You may be able to bench 500 pounds,
But yet when you look down a dark hallway you still shiver throughout your bones.
Is the size of your arms what determines your strength,
Or is your strength really found in the ability to trust?
Facing life alone, you’re an example of independence.
But on those dark nights when your loneliness is most prevailing,
Your strength is futile and you wish you had at least one person by your side.
But who, you ask.
Who could help me, who would?
Isolation in it’s truest form takes more work than it’s worth.
Constantly seeking a place of solitude, no outside noise, a place for “you” to be.
Then at night as you see a reflection in the mirror, is that me?
In the days of my youth, I laughed at those who complained of being alone.
Only to hide behind the hurt I had of most commonly being alone.
Darkness & loneliness are two of my oldest friends,
But I’ve finally seen them for who they are and they’re nothing but deceitful enemies.
I thought I knew who I was, I had some sense of me.
But it’s taken me twenty years & counting to even begin,
I’m not the person found lonely & consumed by the darkness within.
Abuse, addiction, anger; the unholy trinity of emotion & tragedy.
None of these will ever define me!
The truth I’ve found though in remaining me,
Is that I can’t be me without you.
For the best to be brought out of me, I need you here to help pull it out.
My weakness is found when I think I’m strong,
My strength is found in even when I’m very different I know I belong.
They’re not an excuse to be lazy or a crutch.
It’s just my aiming to be confident in meekness, instead of strong in my weakness.
You see I’d rather admit my need for others, live humbly, & act meek.
Instead of being a lone, arrogant, independent, angry, example of how to be weak.
I’d rather be a dark horse before being one of the herd,
But my newest way to help describe strength is interdependence.
Interdependence, depending on one another.
Not inner, while it is important to learn how to live on your own
Just don’t forget to learn you can’t live life alone.
“This is the account of the heavens and the earth when they were created, in the day that the Lord God made earth and heaven.

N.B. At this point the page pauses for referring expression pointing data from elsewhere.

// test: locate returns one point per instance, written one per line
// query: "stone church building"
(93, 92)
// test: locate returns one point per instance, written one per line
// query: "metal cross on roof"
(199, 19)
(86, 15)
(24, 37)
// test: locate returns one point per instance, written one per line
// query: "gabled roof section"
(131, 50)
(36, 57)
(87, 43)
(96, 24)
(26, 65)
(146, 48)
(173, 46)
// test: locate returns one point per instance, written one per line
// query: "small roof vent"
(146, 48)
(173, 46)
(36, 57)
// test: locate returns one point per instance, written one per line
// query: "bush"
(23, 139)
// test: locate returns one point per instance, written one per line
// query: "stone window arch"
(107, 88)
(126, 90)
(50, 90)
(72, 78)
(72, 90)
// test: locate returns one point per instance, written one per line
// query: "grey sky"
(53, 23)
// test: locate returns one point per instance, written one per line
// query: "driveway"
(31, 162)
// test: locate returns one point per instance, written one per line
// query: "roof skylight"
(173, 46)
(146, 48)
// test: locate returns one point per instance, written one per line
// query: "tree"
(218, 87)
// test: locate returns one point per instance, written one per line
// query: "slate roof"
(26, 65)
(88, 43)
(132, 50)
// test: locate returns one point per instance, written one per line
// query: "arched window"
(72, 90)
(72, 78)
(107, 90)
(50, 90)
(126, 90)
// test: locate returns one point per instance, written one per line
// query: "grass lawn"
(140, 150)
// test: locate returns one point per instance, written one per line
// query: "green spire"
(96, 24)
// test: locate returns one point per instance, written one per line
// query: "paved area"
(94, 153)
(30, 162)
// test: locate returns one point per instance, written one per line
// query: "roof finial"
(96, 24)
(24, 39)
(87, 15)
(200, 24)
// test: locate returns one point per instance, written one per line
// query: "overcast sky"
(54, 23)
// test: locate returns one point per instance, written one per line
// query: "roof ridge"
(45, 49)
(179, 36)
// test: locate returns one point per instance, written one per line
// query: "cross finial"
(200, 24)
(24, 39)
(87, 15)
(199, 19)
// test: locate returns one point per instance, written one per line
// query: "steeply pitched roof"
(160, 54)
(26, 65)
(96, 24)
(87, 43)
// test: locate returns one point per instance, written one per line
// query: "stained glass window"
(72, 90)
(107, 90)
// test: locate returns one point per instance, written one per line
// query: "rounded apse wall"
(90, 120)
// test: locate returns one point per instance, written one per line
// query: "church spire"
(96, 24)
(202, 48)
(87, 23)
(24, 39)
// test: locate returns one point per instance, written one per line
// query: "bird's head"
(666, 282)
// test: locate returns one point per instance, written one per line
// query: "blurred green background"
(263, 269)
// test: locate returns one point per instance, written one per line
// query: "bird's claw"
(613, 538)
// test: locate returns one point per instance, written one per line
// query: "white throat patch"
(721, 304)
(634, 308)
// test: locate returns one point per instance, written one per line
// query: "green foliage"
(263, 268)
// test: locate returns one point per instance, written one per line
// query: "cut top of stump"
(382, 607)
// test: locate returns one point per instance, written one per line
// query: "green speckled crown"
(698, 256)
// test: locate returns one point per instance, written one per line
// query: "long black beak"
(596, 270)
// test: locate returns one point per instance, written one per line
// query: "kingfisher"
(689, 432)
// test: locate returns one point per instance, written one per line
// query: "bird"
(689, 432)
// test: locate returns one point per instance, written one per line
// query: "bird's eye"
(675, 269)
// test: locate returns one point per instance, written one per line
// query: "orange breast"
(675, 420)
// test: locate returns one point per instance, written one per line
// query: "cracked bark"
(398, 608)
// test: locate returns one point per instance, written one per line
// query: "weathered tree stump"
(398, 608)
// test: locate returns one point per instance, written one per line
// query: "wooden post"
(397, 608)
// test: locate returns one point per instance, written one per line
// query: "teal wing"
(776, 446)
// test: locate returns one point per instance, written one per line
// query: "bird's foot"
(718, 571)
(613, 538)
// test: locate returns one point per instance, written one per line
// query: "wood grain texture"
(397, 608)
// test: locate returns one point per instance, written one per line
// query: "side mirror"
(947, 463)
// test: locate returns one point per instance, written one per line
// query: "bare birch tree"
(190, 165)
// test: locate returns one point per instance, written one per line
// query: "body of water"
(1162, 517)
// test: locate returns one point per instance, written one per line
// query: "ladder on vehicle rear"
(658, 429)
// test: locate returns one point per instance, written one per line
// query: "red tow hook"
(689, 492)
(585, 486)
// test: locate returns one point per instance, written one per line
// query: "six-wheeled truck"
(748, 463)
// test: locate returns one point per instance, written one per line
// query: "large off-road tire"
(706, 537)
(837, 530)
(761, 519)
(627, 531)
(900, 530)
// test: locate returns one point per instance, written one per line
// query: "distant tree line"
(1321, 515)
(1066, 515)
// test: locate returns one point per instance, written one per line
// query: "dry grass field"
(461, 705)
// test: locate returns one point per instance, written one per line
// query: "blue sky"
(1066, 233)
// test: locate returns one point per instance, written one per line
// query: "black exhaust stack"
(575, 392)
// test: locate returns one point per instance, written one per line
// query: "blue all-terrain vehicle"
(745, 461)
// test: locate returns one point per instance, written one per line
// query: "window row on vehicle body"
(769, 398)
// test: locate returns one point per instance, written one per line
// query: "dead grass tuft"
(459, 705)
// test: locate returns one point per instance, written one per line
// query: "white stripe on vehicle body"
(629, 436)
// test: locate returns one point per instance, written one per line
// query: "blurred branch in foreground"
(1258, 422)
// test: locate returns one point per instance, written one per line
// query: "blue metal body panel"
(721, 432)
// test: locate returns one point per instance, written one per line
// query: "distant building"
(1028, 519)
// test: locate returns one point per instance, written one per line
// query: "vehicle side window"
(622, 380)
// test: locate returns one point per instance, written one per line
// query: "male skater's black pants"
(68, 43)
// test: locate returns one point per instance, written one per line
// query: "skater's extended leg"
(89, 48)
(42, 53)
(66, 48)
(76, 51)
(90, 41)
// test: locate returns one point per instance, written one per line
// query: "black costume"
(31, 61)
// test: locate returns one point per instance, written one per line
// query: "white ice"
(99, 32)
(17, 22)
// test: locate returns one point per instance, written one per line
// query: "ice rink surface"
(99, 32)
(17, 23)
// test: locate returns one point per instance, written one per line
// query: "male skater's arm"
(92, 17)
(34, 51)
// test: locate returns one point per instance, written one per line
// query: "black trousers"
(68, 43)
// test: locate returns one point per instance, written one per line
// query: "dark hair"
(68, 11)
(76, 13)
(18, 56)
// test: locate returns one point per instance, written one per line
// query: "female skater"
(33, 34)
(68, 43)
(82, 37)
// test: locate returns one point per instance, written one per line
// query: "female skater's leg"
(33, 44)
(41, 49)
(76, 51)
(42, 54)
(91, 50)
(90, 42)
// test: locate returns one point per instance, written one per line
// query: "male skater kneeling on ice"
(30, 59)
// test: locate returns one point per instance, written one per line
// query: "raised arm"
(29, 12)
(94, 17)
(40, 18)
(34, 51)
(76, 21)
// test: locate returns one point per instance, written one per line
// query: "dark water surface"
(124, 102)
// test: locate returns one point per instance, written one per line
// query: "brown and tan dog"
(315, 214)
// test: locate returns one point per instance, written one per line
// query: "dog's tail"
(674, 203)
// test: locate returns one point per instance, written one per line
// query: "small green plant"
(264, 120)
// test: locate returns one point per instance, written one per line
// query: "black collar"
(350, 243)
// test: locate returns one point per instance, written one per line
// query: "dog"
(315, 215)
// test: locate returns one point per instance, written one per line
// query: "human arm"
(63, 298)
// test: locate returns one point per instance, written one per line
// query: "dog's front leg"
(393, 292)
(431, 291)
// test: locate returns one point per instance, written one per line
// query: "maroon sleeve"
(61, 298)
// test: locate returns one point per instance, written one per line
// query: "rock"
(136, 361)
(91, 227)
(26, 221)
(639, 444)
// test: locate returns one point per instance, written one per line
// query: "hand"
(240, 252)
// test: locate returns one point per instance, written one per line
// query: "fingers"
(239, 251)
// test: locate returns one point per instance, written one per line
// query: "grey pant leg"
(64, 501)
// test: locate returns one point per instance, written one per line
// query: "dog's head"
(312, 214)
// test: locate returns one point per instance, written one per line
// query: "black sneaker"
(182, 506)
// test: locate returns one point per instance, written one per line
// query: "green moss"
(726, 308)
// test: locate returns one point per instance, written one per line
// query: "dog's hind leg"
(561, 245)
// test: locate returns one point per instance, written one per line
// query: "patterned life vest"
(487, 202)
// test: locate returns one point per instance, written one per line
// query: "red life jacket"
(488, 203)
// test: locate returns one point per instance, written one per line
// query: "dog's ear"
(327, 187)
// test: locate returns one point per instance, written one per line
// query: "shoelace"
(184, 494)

Now no shrub of the field was yet in the earth, and no plant of the field had yet sprouted, for the Lord God had not sent rain upon the earth, and there was no man to cultivate the ground. But a mist used to rise from the earth and water the whole surface of the ground. Then the Lord God formed man of dust from the ground, and breathed into his nostrils the breath of life; and man became a living being.The Lord God planted a garden toward the east, in Eden; and there He placed the man whom He had formed. Out of the ground the Lord God caused to grow every tree that is pleasing to the sight and good for food; the tree of life also in the midst of the garden, and the tree of the knowledge of good and evil. Now a river flowed out of Eden to water the garden; and from there it divided and became four rivers. The name of the first is Pishon; it flows around the whole land of Havilah, where there is gold. The gold of that land is good; the bdellium and the onyx stone are there. The name of the second river is Gihon; it flows around the whole land of Cush.The name of the third river is Tigris; it flows east of Assyria. And the fourth river is the Euphrates.Then the Lord God took the man and put him into the garden of Eden to cultivate it and keep it. The Lord God commanded the man, saying, “From any tree of the garden you may eat freely; but from the tree of the knowledge of good and evil you shall not eat, for in the day that you eat from it you will surely die.” Then the Lord God said, “It is not good for the man to be alone; I will make him a helper suitable for him.” Genesis 2:4-18 NASB
The verse I want to emphasize is verse 18, which most commonly is used in reference to the blessing of marriage. While I fully acknowledge it’s original meaning is pointing towards the creation of Eve, Adam’s “helper” or wife, I also believe this verse can be a reminder of the importance of friendship. As we all know some people don’t get married, therefore if we’re to limit this verse to basically translate to “you need to get married” we are cheating & lying through our teeth! It’s hard to admit you need help, it’s terribly hard for me, but when I do admit it I don’t regret it.
In the end, this is my attempt at trying to impart wisdom to whoever may read this: Be yourself according to how God made you & never how others say you are. Be independent enough to be interdependent & admit when you need help, & never stop fighting for worthwhile causes. The norm or what is most acceptable isn’t good enough, diversity is both important & difference making.
This piece started out from inspiration of a few songs by the Hardcore band, The Ghost Inside.